For the existing cadre of major distillers around the world, these new players promise to shake up a business model that has become a bit too staid for many drinkers. Malt whiskeys emerging from unlikely upstarts in India have been holding their own in Scotch tasting events, which brings back memories of how similar upstarts in California and Australia previously overcame the European stranglehold on fine wines.
Even loftier goals are being set by some of the most scientifically ambitious entrepreneurs, who would like to meld the classical world of distillation with the cutting edge of molecular gastronomy. Two of these undertakings: Lost Spirits Distillery in Monterrey, Calif. and Rational Spirits Distillery in Charleston, SC, have taken on the status of a culinary cult, which one day could see the equivalent of a decades-old rum or whiskey turned out by technology in a matter of days.
Back in Perth, Andy Hawkey has no immediate need to dabble in these high-tech spirits, at least not yet. He and his colleagues have their hands full as they compose a new chapter in our country’s sometimes-difficult relationship with alcohol, which represents more than enough of a challenge. “This is not like working in a laboratory because there’s so many diverse challenges,” he concludes. “I’ve had lots to learn and we all are just learning as we go.”
Documenting distillation
Even the most knowledgeable chemist may know little of the practical realities of distilling alcohol, simply because the practice is legally denied to all but a licensed few. That puts an international organization like The Amphora Society in an intriguing position, since its website clearly markets distilling equipment and books containing all the technical instructions for using that equipment to make whiskey and other libations. One of the most prominent members of this society in Canada is Ian Smiley, who maintains his own website packed with similar information.

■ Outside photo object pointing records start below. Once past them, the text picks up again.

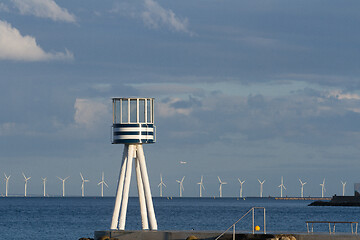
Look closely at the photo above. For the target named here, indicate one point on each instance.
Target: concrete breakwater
(209, 235)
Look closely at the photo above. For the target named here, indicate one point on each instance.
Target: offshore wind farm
(165, 192)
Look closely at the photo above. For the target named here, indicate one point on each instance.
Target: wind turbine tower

Smiley served as a key consultant to Top Shelf Distillers as they were setting up shop and he has done the same for similar micro-distilleries across the country. For entrepreneurs like Hanna Murphy, his book, Making Pure Corn Whiskey, is the jumping-off point for methods and recipes that are indispensable to the success of a distilling enterprise. At the same time, his publication provides the complete wherewithal for anyone to try this at home — even though that would be illegal.
By way of forestalling conflicts, Smiley has sent copies to the appropriate government departments in Canada and the United States, who have assured him that publishing the book does not qualify as a crime. And his website hints that the slow and steady spread of this knowledge may ultimately overcome the bureaucratic fears of home distilling, as happened when the practice was finally permitted in New Zealand some 20 years ago. There, he says, “it has not led to widespread unemployment, people are not going blind and there has been no attempt to sell home-made spirits without a license.”